# 'Alive Day Memories'



## Rabid Badger (Jul 14, 2008)

This was on after 'GK': (bring kleenex-James Gandolfini did and used them, too)

http://www.hbo.com/aliveday/index.html

[ame="http://www.youtube.com/watch?v=mstpgpe070U"]YouTube - Alive Day Memories - Brian Williams & James Gandolfini[/ame]

[ame]http://www.youtube.com/watch?v=GcNkAGY_ufI&feature=related[/ame]



> In a war that has left more than 25,000 wounded, ALIVE DAY MEMORIES: HOME FROM IRAQ looks at a new generation of veterans. Executive Producer James Gandolfini interviews ten Soldiers and Marines who reveal their feelings on their future, their severe disabilities and their devotion to America. The documentary surveys the physical and emotional cost of war through memories of their "alive day," the day they narrowly escaped death in Iraq.

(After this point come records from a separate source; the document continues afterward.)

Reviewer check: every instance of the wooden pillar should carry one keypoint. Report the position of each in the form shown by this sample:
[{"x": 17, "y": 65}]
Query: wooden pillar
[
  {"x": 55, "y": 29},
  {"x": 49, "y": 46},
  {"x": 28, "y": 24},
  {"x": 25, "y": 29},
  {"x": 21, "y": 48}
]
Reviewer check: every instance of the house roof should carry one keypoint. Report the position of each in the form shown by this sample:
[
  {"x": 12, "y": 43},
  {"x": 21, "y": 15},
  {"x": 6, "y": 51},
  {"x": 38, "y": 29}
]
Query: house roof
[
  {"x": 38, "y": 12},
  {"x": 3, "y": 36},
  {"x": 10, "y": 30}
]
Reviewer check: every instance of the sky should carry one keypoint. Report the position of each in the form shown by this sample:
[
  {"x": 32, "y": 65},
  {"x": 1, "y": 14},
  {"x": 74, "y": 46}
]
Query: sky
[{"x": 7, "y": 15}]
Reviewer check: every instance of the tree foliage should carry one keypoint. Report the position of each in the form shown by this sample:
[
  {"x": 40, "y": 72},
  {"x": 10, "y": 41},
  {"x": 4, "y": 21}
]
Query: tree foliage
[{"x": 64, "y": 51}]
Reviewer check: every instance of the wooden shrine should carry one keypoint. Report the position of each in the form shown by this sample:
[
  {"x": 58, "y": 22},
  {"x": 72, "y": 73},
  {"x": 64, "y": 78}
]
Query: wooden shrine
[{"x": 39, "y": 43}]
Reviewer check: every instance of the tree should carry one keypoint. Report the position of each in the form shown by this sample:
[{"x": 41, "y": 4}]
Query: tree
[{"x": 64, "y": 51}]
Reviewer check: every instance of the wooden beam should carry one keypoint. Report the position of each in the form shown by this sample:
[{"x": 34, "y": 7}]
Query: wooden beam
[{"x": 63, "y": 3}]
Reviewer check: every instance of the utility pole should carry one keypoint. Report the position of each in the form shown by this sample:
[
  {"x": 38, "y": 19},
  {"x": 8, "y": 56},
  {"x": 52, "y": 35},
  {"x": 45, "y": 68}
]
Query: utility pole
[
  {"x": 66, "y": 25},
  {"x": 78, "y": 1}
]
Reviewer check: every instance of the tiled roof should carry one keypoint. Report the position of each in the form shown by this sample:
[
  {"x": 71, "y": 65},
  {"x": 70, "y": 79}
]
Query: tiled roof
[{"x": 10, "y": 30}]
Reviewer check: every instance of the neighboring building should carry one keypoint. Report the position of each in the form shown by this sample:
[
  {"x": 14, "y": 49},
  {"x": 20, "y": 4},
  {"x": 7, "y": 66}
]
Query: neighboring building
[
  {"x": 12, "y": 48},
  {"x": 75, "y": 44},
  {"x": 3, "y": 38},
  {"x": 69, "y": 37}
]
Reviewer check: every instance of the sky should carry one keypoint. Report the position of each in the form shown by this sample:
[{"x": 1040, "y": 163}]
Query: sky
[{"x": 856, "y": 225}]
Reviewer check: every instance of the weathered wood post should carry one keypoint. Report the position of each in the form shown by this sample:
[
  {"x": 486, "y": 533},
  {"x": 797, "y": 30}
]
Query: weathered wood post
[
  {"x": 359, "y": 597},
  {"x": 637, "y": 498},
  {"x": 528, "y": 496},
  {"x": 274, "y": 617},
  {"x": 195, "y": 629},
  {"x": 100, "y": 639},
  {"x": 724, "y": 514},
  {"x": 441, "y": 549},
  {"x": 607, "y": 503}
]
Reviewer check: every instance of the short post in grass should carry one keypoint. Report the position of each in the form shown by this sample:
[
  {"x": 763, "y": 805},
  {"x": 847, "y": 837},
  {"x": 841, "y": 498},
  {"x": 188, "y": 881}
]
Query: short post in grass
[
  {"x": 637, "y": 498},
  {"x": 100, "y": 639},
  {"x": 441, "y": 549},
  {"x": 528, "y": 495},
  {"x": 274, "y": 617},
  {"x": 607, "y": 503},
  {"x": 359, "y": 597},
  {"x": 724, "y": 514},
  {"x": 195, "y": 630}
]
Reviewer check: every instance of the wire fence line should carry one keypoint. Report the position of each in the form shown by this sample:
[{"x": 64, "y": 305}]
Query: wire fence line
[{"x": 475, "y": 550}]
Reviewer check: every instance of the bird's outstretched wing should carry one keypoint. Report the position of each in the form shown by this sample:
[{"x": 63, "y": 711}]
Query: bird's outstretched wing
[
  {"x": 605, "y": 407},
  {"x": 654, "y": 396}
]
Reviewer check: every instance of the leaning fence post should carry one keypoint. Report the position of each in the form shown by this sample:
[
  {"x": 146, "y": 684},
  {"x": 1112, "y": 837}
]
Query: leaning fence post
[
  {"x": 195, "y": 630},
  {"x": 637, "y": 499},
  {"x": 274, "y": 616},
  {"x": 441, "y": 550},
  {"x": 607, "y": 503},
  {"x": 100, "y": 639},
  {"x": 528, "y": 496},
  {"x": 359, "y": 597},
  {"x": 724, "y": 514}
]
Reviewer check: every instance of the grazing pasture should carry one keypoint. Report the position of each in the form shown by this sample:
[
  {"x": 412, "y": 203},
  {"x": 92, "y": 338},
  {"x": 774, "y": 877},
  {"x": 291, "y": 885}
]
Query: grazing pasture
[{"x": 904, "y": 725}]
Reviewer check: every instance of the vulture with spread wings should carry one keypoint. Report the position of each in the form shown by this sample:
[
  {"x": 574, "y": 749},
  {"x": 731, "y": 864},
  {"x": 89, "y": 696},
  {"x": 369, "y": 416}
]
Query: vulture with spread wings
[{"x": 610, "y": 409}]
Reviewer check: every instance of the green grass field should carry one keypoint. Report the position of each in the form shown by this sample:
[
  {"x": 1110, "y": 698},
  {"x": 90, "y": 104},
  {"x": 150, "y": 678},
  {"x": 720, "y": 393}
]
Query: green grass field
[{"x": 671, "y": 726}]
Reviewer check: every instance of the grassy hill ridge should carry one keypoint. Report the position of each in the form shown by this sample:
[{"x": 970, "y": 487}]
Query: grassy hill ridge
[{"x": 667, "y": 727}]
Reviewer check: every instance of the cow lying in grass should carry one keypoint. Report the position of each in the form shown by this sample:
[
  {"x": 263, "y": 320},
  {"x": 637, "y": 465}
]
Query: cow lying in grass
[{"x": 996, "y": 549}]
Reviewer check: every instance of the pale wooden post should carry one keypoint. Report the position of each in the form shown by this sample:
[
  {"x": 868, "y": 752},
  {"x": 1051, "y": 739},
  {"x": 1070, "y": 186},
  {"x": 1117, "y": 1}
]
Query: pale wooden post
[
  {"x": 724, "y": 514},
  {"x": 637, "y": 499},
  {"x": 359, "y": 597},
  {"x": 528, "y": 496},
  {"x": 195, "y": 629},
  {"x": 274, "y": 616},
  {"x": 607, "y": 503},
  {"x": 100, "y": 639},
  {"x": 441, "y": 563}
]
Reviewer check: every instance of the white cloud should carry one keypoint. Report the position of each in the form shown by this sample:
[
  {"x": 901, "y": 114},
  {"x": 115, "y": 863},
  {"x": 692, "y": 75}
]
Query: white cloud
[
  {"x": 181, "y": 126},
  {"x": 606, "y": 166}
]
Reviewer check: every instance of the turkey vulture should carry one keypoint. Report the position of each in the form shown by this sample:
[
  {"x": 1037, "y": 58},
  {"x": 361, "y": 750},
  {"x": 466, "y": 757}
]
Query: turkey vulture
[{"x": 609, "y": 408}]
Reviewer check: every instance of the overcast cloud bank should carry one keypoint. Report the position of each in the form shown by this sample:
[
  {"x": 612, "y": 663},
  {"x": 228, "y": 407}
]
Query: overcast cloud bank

*Heroes all.**  MUCH RESPECT OUT.*


----------



## AMRUSMCR (Jul 14, 2008)

Wish I had HBO...  Looks like someone in Hollywood is doing something the right way for the right reason.


----------



## 8'Duece (Jul 14, 2008)

I've seen this a couple of times on HBO.  Well worth the time and James Gandolfini is gracious in his time with these veterans. He alway's corrected them when they said "thank you" to him by saying "NO!, thank you for your sacrifice" 

He's gets my thumbs up for this show. 

Great stuff. Hero's all !!


----------



## car (Jul 14, 2008)

Great post. Thanks, bro. I've been trying to catch this, but keep missing it.

Outta Kleenex - into the paper towels....


----------



## RackMaster (Jul 14, 2008)

Thanks RB.  I don't have HBO but I'll have to look for it on one of the channels up here.


----------



## Cesser (Jul 14, 2008)

gdamadg said:


> Thanks RB.  I don't have HBO but I'll have to look for it on one of the channels up here.



It was running on the Movie Network up here, not sure if it still is though.


----------



## Gypsy (Jul 14, 2008)

Makes me wish I had HBO...


----------



## RackMaster (Jul 14, 2008)

Cesser said:


> It was running on the Movie Network up here, not sure if it still is though.



;) Thanks.  I'll take a look.


----------



## Wicked1 (Jul 14, 2008)

Wow. Thanks, Mr. Gandolfini for not forgetting these people and for trying to make sure the rest of us don't forget them.

Excellent post, RB.


----------



## Cesser (Jul 14, 2008)

gdamadg said:


> ;) Thanks.  I'll take a look.



Unfortunately, I took a look, and probably cursed your chances of seeing it on TV.  Can't find anything about it on tmn.ca, but I'm sure it will come back.

Might have to rent this one in the meantime though.


----------



## pardus (Jul 15, 2008)

Much respect to JG for doing this and showing the stories of our people.

Most importantly, Thank you to the Vets who sacrificed so much for us all!


----------